To anyone else, you might as well stop reading cause I'm going to have to go into enough detail to spoilt Alien Taste, if you haven't read it.






Anyways, specifically, I was thinking that if your entire body is more or less a conscious colony hive, you can maybe tell a rat to produce poison or an arm to produce some dense bone ridges that sticks out like Wolverine. If the cells can mimic something as complex as mammalian lifeforms and human beings, then with the right DNA template, it should be able to create combat modifications. That weren't described in Alien Taste that is. Or we can just go back to Aliens, make your blood into acid.

I was reading some of the books from Meisha Merlin's other author series. The fantasy world one, from webscription. The grabbing and manhandling of the main character was definitely in play there, so when I read these series, it sort of harmonized together. They stacked ontop of each other.

It happened so many times, and the main character wasn't (physically) helpless or required to go along as in Tinker, to the extent that I started thinking "just make an example of one of them, the others will get the idea pretty fast".

Since the world was a patriarchical one and the main character was a warrior in her own right, I kept feeling this grinding sensation.

9:14 PM  
Blogger Synova said...

You're right. And the Pack *can* change shape and Ukiah can and has changed shape. The "rules" seem to be that they need a genetic blueprint to hold the shape.

I know what Meisha Merlin is. What author or book are you talking about? And it's available in webscriptions from Baen? The Meisha Merlin authors I know of don't write fantasies in patriarchal worlds. At least if they have, I don't know the book.

10:02 PM  
Blogger Ymarsakar said...

Recently Meisha Merlin had problems with their financial setup, probably because of the fixed costs for publishing got a little bit too high compared to income. So they switched to Baen's escription, as a way to still publish their authors, instead of selling the rights or whatever publishing houses do when they run into economic problems.

As to your question, it was the God Stalkers Chronicle. Far as I know, PC and Sharon/Miller were the two authors featured on escription recently from Meisha.

2:45 PM  
Blogger Ymarsakar said...

The reason I mentioned the first paragraph above is because that's the immediate thing that pops into my head about Meisha Merlin, leading to why they would even be part of Baen's webscription program.

Btw, David Weber's Off Armagadeddon Reef was great. Got it from the library, then went back a week later for another shot. It seemed like he almost took a list of what I liked, and just inputed several items off there verbatim.

God Complex

Personal slaughtering of folks galore, using superior firepower, speed, and discipline.

Technology combat mods

Human vs Alien war of extermination (Course Muty Moon I liked predominantly because of that)

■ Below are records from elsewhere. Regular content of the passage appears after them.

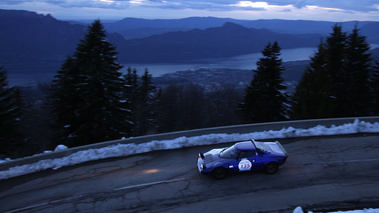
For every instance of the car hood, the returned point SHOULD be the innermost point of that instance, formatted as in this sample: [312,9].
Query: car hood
[276,148]
[212,155]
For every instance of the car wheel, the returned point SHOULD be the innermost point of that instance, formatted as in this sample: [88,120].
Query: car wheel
[219,173]
[271,167]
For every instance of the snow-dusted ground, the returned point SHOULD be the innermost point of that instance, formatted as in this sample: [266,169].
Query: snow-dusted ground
[300,210]
[130,149]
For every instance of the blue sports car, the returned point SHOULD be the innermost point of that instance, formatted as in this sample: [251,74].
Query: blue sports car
[242,156]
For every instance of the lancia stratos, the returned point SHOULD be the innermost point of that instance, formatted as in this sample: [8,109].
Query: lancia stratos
[242,156]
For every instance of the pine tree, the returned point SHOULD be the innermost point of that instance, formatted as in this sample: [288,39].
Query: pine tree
[9,112]
[146,106]
[335,68]
[265,99]
[358,66]
[89,93]
[312,96]
[337,82]
[374,89]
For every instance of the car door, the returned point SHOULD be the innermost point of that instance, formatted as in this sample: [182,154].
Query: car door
[244,162]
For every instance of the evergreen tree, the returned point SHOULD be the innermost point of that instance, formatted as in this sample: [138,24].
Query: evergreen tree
[358,66]
[335,68]
[312,96]
[374,89]
[337,82]
[89,93]
[9,113]
[145,106]
[265,99]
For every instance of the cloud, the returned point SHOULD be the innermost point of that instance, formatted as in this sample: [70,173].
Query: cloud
[352,5]
[336,10]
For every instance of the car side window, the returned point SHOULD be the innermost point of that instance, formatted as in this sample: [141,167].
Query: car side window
[246,154]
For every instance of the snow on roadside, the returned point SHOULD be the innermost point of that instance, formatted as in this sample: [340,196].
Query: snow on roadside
[300,210]
[130,149]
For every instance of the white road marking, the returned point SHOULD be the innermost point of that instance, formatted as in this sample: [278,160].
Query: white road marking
[149,184]
[75,197]
[353,161]
[43,204]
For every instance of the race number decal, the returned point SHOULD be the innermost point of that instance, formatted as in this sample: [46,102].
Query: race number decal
[244,165]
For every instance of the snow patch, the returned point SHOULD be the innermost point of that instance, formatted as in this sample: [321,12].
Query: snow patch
[181,142]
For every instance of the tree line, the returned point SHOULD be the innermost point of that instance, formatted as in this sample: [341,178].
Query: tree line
[90,100]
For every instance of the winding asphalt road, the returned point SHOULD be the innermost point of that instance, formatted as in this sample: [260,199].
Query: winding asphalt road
[321,174]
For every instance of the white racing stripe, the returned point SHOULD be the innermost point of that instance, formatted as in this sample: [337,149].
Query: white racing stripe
[149,184]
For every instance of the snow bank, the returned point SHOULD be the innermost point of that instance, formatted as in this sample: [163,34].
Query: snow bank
[130,149]
[300,210]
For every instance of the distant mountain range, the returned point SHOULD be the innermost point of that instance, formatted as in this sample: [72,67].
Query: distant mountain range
[139,28]
[39,44]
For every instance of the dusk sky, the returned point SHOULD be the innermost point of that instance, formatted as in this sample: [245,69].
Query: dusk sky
[327,10]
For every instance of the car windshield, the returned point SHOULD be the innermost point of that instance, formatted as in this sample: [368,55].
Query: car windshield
[262,146]
[230,152]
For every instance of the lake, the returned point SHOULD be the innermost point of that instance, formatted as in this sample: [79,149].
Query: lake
[243,62]
[39,74]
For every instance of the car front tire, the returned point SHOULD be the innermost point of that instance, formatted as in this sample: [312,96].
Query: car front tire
[271,168]
[219,173]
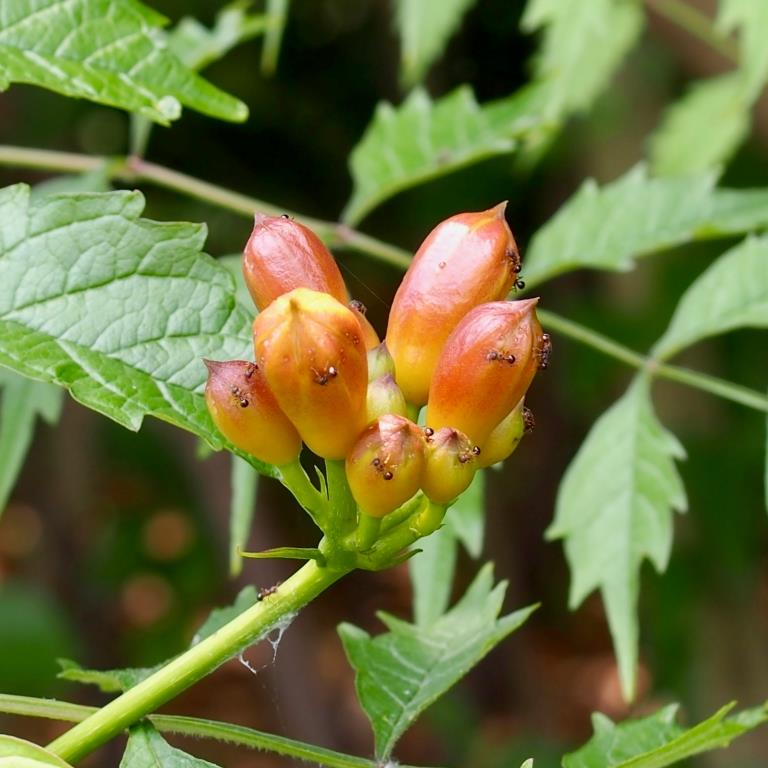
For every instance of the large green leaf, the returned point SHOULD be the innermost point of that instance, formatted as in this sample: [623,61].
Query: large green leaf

It's like Weber took the best of all the stuff he ever did and all the things I wanted him to do, and mixed them together.

John Ringo takes action too fast, in my view, since it occurs in the blink of an eye, no thoughts no remorse no whatever, it just happens and we deal with it later. Now that might be the reality, but reading a novel, I'm not personally in danger, so I don't feel any adrenaline or anything else. That's why David Weber's style of writing personal character thoughts, analysis, and tactical situation updates make me feel a deeper connection to the characters. And March to the Stars was horrendously upsetting to my emotions simply because when they combined their talents, it was a force that was hard to beat.

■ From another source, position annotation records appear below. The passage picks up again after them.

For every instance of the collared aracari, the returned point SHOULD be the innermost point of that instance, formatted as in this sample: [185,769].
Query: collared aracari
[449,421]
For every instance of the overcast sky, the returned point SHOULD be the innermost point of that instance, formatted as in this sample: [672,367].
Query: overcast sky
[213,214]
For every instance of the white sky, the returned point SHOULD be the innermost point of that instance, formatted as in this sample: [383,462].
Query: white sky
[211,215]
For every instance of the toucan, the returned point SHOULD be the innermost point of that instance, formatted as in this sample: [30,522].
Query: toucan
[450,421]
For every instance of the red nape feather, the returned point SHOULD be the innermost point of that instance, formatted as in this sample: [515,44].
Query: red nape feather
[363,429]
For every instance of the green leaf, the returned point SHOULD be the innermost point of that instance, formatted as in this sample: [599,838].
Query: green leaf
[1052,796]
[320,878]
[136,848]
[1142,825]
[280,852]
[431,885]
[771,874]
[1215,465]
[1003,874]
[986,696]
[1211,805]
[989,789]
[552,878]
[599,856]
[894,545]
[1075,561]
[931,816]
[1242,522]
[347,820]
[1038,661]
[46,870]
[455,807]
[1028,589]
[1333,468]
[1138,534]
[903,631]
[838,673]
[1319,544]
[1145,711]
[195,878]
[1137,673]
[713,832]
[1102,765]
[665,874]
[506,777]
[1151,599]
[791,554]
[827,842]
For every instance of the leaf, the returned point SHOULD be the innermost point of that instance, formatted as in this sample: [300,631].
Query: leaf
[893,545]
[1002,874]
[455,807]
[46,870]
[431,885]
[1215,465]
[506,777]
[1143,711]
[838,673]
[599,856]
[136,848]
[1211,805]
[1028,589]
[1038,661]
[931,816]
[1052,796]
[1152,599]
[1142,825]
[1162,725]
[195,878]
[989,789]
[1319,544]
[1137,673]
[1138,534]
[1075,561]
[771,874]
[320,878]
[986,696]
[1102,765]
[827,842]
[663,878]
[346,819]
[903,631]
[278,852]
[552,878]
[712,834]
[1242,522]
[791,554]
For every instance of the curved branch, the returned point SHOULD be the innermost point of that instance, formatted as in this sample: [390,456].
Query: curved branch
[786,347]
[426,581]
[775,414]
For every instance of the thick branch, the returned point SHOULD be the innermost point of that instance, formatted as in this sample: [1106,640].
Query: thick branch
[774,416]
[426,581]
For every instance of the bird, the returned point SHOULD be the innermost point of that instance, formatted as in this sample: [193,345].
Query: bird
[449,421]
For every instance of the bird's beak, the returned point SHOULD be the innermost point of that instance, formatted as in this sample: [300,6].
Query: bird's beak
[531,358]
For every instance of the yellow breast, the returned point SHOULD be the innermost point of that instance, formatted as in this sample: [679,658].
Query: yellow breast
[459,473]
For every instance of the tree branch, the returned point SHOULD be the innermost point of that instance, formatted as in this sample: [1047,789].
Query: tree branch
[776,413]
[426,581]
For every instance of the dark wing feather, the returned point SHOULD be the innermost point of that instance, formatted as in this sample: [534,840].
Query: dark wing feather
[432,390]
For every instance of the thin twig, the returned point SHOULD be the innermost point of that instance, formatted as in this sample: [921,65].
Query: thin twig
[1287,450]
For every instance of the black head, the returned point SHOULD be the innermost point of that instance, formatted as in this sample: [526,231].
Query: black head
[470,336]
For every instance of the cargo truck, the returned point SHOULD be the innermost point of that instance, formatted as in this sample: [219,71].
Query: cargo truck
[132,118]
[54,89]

Everytime the protagonist of Armageddon started up another fight scene, I was sitting back like "here comes another anime fight sequence, which means the enemies are totally outclassed".

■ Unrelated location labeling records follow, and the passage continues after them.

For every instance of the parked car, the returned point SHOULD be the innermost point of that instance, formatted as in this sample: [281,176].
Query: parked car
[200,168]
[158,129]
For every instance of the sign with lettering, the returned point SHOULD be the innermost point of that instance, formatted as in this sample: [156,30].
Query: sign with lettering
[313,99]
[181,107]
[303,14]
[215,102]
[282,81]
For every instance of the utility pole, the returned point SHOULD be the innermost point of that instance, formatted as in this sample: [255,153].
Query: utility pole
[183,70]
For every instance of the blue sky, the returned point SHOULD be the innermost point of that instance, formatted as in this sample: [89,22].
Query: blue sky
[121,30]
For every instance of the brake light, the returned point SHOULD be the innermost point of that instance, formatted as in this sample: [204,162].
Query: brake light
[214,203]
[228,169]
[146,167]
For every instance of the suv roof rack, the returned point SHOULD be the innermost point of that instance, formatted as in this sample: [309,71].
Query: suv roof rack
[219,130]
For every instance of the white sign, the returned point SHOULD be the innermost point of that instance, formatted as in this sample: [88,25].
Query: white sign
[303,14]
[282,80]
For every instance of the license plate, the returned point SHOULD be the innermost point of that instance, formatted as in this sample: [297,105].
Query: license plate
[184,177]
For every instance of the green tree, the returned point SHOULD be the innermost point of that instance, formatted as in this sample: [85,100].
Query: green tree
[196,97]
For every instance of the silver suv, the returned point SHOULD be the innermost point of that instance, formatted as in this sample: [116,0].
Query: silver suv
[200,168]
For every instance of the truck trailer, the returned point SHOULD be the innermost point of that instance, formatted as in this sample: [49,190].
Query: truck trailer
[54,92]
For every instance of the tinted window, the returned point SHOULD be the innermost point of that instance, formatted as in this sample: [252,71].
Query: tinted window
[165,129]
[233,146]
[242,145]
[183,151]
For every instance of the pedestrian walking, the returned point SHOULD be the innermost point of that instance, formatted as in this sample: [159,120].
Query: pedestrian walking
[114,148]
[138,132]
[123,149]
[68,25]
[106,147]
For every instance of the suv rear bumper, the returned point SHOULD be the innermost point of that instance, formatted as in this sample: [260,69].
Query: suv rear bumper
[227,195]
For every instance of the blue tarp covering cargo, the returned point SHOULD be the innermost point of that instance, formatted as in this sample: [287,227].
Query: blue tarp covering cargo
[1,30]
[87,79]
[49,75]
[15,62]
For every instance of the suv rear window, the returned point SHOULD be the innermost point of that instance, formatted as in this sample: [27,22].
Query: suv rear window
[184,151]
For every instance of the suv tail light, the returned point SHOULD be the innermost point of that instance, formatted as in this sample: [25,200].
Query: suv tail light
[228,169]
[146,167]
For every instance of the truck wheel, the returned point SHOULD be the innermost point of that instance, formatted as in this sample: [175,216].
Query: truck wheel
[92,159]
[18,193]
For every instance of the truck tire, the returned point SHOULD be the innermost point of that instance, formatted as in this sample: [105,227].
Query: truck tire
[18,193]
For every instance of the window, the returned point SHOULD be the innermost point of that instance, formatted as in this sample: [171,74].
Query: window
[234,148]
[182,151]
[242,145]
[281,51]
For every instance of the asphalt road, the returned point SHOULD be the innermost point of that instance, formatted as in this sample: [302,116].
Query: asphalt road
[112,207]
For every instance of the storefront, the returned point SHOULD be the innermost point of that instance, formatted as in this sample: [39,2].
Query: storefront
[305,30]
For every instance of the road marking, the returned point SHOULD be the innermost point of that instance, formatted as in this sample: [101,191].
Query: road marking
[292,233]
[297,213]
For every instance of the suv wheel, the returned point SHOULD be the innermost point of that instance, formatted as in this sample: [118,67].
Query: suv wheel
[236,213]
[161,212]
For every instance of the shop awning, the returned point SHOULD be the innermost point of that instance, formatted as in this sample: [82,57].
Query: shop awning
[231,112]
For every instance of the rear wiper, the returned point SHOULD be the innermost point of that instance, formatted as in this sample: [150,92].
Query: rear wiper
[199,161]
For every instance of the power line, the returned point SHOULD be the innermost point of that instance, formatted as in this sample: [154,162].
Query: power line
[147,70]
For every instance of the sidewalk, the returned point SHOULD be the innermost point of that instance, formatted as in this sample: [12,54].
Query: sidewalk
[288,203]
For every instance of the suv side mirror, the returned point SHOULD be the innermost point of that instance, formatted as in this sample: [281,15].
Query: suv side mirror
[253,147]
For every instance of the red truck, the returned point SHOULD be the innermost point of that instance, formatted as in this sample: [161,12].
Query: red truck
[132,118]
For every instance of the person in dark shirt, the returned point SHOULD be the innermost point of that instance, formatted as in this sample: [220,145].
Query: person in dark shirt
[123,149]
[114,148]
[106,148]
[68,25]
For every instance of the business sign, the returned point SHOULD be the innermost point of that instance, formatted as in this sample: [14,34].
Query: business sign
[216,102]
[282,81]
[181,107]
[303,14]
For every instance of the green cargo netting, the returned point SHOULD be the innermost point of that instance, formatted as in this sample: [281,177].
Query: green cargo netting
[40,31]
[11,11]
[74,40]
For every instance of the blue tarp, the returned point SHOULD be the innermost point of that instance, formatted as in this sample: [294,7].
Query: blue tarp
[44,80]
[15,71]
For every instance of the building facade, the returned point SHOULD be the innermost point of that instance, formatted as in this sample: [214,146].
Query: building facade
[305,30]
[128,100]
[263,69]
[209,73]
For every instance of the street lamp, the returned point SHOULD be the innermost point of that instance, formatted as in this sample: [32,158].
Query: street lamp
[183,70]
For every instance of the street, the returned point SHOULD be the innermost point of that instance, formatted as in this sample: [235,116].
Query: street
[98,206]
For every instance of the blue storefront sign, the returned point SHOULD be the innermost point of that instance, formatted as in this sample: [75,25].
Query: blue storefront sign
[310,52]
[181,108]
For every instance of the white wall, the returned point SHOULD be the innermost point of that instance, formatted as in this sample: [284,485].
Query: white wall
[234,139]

One of the things i absolutely hated was when Weber told me the identity of the traitor in third book of Empire from the Ashes, while his main characters were stumbling around like they were ignorant or something. As if they could not isolate the leaks to a select group of people, put out some bait, and then wait.

I got a lot of satisfaction out of Armageddon's way of handling "intel", heh.